Sunday in the Park
October 3, 2008
I have learned, over the course of my life, one’s performance depends greatly upon one’s audience. You have to be nimble enough to play to the crowd, as they say.
This was certainly true when I was a very young wife (despite the current trend, I think 19 is a young wife) and counted my entire culinary repertoire as Toll House chocolate-chip cookies. Adding the walnuts then was a walk on the wild side with my in- laws. In time, not too much time, I decided I wanted to wow my new family with yet-to-be discovered skills in the kitchen. I made a mean faux beef Wellington by stuffing a loaf of French bread with meatloaf. I made a stroganoff with heavy cream. Sweet heavy cream. I soaked berries in Grand Marnier because, well, why not? My guacamole, a California rite of passage, became a staple at gatherings. I developed certain confidence around my side of the counter. I progressed to full dinner parties.
After my divorce at the ripe age of 26, the only thing I kept was the cookie recipe and the dinner parties.

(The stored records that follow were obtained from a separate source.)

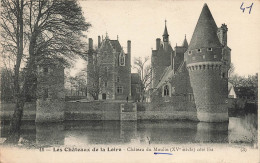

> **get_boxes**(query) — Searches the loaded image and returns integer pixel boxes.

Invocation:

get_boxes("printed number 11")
[240,2,254,14]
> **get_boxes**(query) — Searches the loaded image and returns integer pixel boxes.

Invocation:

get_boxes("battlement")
[187,62,222,72]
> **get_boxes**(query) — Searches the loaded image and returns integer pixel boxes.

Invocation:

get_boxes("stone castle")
[87,35,141,101]
[151,4,231,122]
[28,4,231,122]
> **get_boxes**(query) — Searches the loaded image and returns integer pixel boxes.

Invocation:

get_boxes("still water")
[1,114,258,146]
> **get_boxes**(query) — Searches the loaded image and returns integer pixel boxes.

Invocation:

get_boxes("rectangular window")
[43,88,49,99]
[105,67,108,76]
[117,86,123,94]
[207,48,212,51]
[43,67,49,75]
[136,87,140,93]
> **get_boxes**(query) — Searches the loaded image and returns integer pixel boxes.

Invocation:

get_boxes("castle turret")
[218,24,228,46]
[162,20,169,50]
[35,58,65,122]
[182,35,189,48]
[185,4,228,122]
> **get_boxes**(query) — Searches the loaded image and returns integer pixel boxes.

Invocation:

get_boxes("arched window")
[163,85,170,96]
[119,53,125,66]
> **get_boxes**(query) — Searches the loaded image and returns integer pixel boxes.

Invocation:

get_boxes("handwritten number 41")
[240,2,254,14]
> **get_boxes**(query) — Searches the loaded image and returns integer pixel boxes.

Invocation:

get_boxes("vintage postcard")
[0,0,260,163]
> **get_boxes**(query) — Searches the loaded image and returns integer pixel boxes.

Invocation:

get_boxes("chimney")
[88,38,93,50]
[98,36,101,48]
[217,24,228,46]
[171,52,174,70]
[156,38,161,50]
[127,40,131,55]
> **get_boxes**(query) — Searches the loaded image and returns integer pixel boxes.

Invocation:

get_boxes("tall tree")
[0,0,90,143]
[134,57,152,102]
[87,50,104,100]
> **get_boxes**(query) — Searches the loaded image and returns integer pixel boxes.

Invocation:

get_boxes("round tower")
[35,58,65,122]
[184,4,228,122]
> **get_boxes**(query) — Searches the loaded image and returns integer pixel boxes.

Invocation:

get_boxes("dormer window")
[43,67,49,75]
[119,53,125,66]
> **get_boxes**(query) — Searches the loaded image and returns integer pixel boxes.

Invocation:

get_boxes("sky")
[72,0,260,76]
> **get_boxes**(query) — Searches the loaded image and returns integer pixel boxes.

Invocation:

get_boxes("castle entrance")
[102,93,107,100]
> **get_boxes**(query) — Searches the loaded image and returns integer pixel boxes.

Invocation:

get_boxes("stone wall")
[137,102,198,121]
[65,101,121,120]
[0,102,36,120]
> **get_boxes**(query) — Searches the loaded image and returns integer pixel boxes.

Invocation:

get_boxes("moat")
[0,114,258,148]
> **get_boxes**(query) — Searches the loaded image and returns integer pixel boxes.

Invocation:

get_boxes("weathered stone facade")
[151,4,231,122]
[87,36,140,100]
[35,58,65,122]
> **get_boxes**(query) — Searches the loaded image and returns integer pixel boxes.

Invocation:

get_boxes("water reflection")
[36,123,65,146]
[1,115,258,146]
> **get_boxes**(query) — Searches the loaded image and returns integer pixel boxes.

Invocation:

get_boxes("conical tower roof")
[163,20,169,37]
[182,35,189,48]
[188,3,221,50]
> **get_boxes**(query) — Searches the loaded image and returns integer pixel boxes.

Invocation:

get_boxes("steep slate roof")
[163,23,169,36]
[188,3,221,50]
[131,73,141,84]
[182,35,189,48]
[110,40,122,52]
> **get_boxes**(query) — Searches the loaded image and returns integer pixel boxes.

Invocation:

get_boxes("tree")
[228,63,235,77]
[0,0,90,143]
[134,57,152,102]
[87,50,103,100]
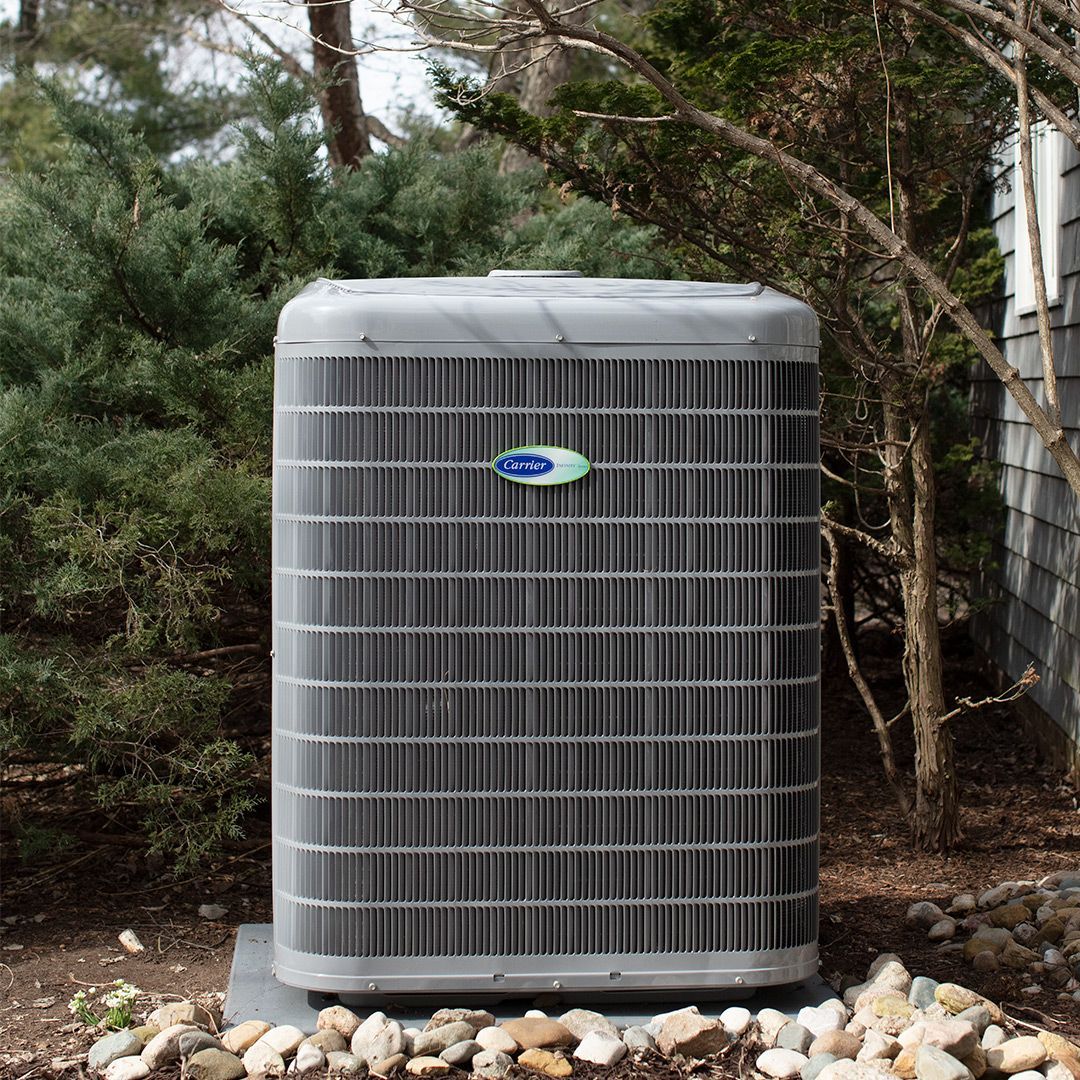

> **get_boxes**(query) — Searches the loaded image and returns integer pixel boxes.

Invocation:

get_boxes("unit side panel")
[273,346,819,993]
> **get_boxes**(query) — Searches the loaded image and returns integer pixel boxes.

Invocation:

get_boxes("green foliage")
[0,56,665,864]
[432,0,1015,623]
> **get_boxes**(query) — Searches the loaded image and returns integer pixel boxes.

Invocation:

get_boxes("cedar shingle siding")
[976,139,1080,746]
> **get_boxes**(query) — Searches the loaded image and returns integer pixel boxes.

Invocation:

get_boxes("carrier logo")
[491,446,590,485]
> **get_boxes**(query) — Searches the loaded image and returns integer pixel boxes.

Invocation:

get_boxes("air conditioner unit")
[273,273,820,998]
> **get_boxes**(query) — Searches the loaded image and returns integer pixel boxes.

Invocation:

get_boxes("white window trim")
[1012,120,1065,315]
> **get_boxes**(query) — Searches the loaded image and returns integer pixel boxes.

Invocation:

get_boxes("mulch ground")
[0,642,1080,1080]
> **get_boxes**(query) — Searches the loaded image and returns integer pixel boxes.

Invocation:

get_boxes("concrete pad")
[225,922,836,1032]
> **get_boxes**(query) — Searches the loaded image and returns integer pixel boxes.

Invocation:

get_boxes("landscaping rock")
[622,1025,657,1053]
[998,939,1039,971]
[502,1016,576,1050]
[86,1030,143,1072]
[472,1050,514,1080]
[297,1027,349,1054]
[438,1039,484,1068]
[802,1031,863,1061]
[413,1020,475,1057]
[915,1044,973,1080]
[558,1009,619,1039]
[405,1058,451,1077]
[105,1056,150,1080]
[371,1054,408,1077]
[243,1039,285,1078]
[351,1012,405,1068]
[978,881,1016,910]
[288,1039,326,1072]
[818,1057,894,1080]
[754,1047,810,1080]
[934,983,1004,1024]
[139,1024,202,1072]
[799,1054,836,1080]
[657,1012,728,1057]
[986,1035,1048,1072]
[859,1029,901,1062]
[1013,922,1039,945]
[775,1021,814,1057]
[989,904,1030,931]
[720,1005,754,1039]
[916,1020,978,1064]
[962,1047,988,1080]
[907,975,937,1009]
[796,1006,846,1037]
[1040,1057,1080,1080]
[472,1050,514,1080]
[757,1009,791,1047]
[326,1050,365,1075]
[476,1027,519,1054]
[517,1047,573,1077]
[315,1005,361,1042]
[573,1025,626,1065]
[146,1001,220,1031]
[956,1005,990,1038]
[423,1009,495,1031]
[184,1047,247,1080]
[892,1047,919,1080]
[221,1009,272,1054]
[259,1024,307,1058]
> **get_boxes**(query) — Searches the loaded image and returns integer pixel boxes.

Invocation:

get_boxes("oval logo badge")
[491,446,590,485]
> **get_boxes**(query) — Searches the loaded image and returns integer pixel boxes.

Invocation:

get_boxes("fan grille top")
[273,285,819,994]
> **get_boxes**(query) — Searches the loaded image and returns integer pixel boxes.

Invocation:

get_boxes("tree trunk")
[307,0,372,168]
[494,3,589,173]
[902,416,960,851]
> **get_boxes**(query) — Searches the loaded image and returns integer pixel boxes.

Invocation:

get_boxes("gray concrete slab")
[225,922,836,1031]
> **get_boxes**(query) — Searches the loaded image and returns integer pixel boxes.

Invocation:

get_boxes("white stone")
[244,1039,285,1078]
[573,1031,626,1065]
[650,1005,701,1027]
[105,1057,151,1080]
[315,1005,360,1042]
[558,1009,621,1041]
[622,1025,652,1049]
[139,1024,202,1072]
[754,1048,810,1080]
[796,1005,848,1038]
[259,1024,307,1057]
[855,1029,901,1062]
[476,1027,517,1054]
[351,1012,405,1068]
[945,892,978,915]
[289,1042,326,1072]
[757,1009,791,1047]
[818,1057,895,1080]
[472,1050,514,1080]
[978,881,1015,909]
[720,1005,754,1039]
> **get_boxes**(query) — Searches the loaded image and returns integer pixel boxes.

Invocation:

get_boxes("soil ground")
[0,630,1080,1080]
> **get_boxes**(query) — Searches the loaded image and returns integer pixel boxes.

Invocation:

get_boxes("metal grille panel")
[274,336,819,989]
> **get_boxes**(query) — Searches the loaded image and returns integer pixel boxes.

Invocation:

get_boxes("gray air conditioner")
[273,273,820,997]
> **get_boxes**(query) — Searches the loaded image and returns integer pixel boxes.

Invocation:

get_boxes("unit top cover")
[278,271,818,349]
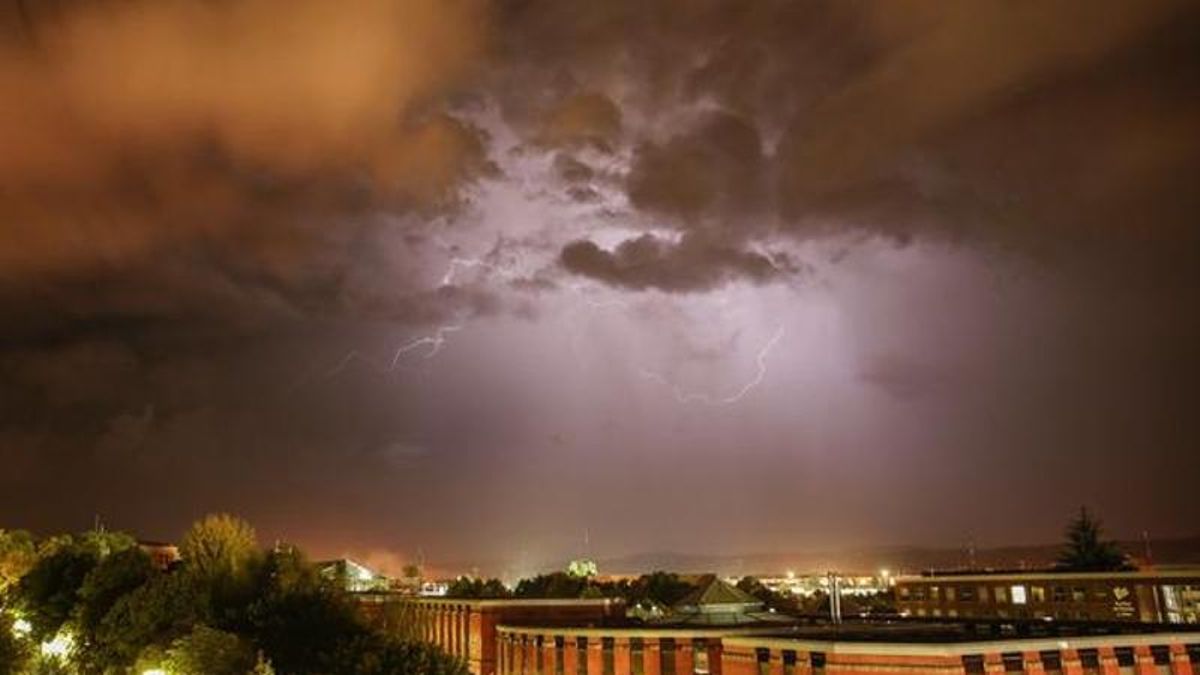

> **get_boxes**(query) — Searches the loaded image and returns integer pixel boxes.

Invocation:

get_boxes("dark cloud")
[560,234,794,292]
[628,114,768,223]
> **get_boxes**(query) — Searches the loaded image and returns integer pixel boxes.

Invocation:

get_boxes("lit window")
[1010,586,1027,604]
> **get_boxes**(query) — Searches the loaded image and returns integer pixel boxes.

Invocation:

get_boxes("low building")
[138,540,180,569]
[317,557,391,593]
[895,569,1200,623]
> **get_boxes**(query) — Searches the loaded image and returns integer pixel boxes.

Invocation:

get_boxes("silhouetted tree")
[163,626,258,675]
[512,572,588,598]
[179,513,258,579]
[0,530,37,597]
[446,577,512,599]
[1057,507,1130,572]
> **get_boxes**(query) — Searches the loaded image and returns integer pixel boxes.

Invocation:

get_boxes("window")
[1079,649,1100,675]
[809,651,824,675]
[662,638,685,675]
[754,647,770,675]
[1038,650,1062,675]
[784,650,796,675]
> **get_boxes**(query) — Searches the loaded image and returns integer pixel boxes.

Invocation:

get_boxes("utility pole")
[828,572,841,623]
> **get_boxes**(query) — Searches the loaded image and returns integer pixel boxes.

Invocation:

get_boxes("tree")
[1057,507,1129,572]
[446,577,511,599]
[0,530,37,596]
[73,548,158,671]
[628,572,696,607]
[0,611,30,675]
[514,572,588,598]
[179,513,258,579]
[737,577,799,614]
[91,564,211,670]
[1057,507,1129,572]
[163,625,258,675]
[17,538,100,641]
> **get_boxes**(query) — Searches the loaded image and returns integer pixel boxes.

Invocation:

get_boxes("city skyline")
[0,0,1200,572]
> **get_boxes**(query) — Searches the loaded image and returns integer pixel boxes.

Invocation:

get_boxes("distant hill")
[588,536,1200,575]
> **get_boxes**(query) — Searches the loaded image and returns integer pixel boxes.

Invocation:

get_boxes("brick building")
[895,569,1200,623]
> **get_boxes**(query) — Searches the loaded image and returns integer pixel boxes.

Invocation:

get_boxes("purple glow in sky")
[0,0,1200,572]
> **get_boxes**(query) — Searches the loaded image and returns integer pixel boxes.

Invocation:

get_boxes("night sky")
[0,0,1200,572]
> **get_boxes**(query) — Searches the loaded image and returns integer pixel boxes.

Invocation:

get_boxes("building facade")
[895,569,1200,623]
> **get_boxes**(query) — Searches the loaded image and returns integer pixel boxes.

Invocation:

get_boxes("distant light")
[42,633,74,657]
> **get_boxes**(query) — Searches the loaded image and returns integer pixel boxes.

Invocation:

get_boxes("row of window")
[896,584,1130,604]
[510,637,709,675]
[962,645,1200,675]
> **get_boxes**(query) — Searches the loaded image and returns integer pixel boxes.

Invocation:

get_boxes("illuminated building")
[138,540,180,569]
[895,569,1200,623]
[317,558,391,593]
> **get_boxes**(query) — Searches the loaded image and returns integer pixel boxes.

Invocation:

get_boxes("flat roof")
[895,568,1200,584]
[721,627,1200,657]
[365,592,625,609]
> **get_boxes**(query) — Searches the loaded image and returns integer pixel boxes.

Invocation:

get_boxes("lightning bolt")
[325,324,464,377]
[641,324,784,406]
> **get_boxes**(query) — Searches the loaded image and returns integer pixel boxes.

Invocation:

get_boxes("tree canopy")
[0,515,468,675]
[1057,507,1129,572]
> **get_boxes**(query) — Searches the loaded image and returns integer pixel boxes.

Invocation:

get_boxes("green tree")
[1057,507,1129,572]
[179,513,259,579]
[0,530,37,590]
[737,577,799,613]
[91,564,211,669]
[163,625,258,675]
[626,572,696,607]
[446,577,511,599]
[74,548,158,670]
[17,545,100,641]
[0,611,30,675]
[514,572,588,598]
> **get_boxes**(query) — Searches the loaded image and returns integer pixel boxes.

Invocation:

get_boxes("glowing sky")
[0,0,1200,569]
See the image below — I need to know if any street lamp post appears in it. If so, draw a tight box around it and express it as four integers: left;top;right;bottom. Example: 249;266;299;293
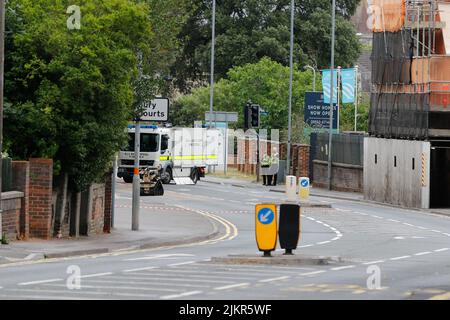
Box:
0;0;6;232
328;0;336;190
209;0;216;128
286;0;295;175
304;65;316;92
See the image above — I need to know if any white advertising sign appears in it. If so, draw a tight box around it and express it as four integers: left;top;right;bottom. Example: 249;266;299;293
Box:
141;98;169;122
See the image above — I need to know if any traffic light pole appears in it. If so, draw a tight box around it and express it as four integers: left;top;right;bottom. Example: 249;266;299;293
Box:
328;0;339;190
256;132;261;183
131;119;141;231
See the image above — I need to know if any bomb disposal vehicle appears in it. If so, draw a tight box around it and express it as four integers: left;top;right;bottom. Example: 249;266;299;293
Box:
117;125;222;184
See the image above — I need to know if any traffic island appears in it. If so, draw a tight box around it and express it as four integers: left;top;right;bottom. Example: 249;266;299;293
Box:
211;253;342;266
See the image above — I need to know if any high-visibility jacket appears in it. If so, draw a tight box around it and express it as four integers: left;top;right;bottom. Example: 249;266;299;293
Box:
261;154;272;167
270;153;280;164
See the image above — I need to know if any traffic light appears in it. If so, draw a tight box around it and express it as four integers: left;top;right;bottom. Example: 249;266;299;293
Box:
244;102;252;131
244;102;261;130
251;104;260;128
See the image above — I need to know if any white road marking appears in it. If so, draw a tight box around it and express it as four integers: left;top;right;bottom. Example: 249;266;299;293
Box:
80;272;113;279
414;251;431;256
363;260;385;266
330;265;356;271
168;261;195;267
106;273;234;285
160;291;202;300
67;284;180;292
389;256;411;261
300;270;326;276
259;276;290;283
123;253;194;261
214;282;250;290
403;222;415;227
18;279;63;286
122;267;157;272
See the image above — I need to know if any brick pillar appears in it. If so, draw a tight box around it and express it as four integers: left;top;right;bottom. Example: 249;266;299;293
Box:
12;161;30;240
103;173;112;233
28;159;53;240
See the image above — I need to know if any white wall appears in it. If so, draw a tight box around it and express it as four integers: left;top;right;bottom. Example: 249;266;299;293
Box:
364;138;430;209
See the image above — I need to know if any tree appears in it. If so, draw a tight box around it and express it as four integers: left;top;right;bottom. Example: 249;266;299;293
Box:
171;58;313;141
172;0;360;92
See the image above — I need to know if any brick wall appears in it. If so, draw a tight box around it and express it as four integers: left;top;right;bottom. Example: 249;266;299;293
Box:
0;191;23;240
29;159;53;239
89;184;106;234
11;161;30;240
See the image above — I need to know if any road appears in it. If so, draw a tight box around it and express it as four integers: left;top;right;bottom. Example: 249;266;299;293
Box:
0;182;450;300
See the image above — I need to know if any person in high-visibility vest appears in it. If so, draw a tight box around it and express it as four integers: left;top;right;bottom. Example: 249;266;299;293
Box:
269;149;280;186
261;154;271;186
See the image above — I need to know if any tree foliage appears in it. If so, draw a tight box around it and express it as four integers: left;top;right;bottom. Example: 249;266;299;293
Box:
172;0;360;92
172;58;313;141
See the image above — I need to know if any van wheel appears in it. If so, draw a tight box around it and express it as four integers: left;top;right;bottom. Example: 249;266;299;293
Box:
123;177;133;183
161;167;172;184
191;169;200;184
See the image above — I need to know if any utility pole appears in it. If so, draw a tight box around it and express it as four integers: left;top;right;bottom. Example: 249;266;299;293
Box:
355;66;359;132
286;0;295;175
131;120;141;231
0;0;5;228
111;155;117;229
304;65;316;92
328;0;336;190
209;0;216;128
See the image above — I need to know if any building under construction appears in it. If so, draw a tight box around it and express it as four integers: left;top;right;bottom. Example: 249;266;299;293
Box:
364;0;450;208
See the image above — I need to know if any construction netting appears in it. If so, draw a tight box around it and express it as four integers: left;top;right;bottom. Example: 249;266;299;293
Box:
371;30;414;84
367;0;406;32
369;92;430;139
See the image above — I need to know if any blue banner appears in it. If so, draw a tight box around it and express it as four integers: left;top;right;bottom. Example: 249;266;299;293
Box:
322;69;338;104
304;92;339;132
341;68;356;103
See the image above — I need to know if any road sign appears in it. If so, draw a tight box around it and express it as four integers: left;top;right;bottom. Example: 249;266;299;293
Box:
205;111;239;122
255;204;278;256
141;98;169;122
286;176;297;201
298;177;311;201
305;92;338;131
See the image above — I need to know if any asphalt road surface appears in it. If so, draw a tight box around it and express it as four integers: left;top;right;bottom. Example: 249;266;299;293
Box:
0;178;450;300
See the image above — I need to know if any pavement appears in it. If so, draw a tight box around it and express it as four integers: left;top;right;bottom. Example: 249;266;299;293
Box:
0;180;219;265
202;176;450;217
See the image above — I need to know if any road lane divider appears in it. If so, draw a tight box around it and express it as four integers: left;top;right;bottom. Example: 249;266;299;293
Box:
214;282;250;291
160;291;203;300
17;278;63;286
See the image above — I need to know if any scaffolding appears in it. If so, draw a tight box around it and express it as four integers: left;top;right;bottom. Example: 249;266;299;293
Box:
369;0;450;140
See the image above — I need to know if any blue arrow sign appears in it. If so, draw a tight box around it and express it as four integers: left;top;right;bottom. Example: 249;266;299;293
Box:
300;179;309;188
258;208;275;224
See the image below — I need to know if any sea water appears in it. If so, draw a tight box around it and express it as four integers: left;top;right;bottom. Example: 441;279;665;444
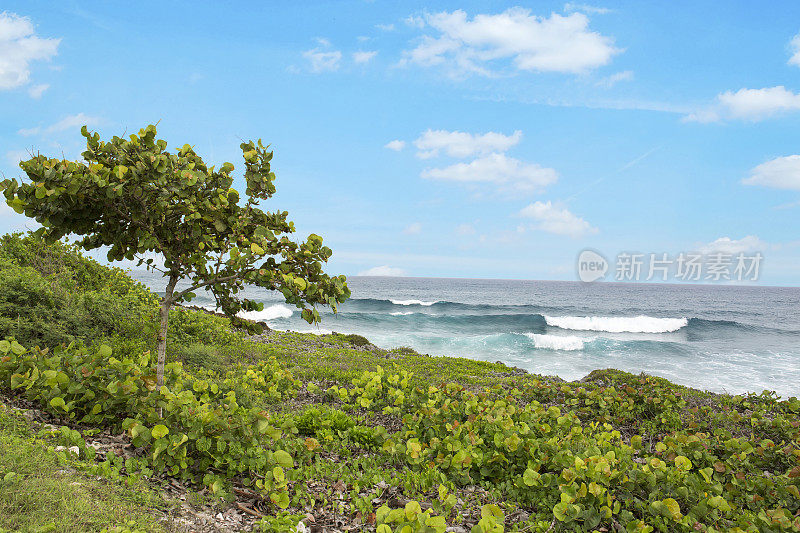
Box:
132;272;800;397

Even working full time with two small children, I took a strange pleasure in polishing silver and ironing linens and picking out the right flowers for the table.
By age 29, when I moved to Park City, the silver and the linens went by the wayside, the cookies stayed and the dinner parties included pot lucks. I learned the real success of an evening wasn’t how I performed in the kitchen but how the night played out at the table. Serving fabulous food mattered little if the guests were all of one mind, or in the case of one memorable holiday of little mind at all. I mixed up the guests and started really enjoying entertaining again. A second marriage provided, initially, some great evenings with a mixed salad of guests. But after time, the meals and the marriage became too difficult to maintain.
I have been single now for longer than my two marriages combined. My dinner parties have become the stuff of "remember when" except, of course, for family meals. Mostly holidays, but the occasional Sunday supper. Pre-grandchildren, this meant a kind of free-flowing, extended evening, when there was no real order to the dining except long, thoughtful conversations about movies and books and, sometimes, politics. My adult children took turns cooking and, despite the fact they existed in their youth mostly on frozen pizzas and Chinese take-out, they became accomplished cooks in their own right.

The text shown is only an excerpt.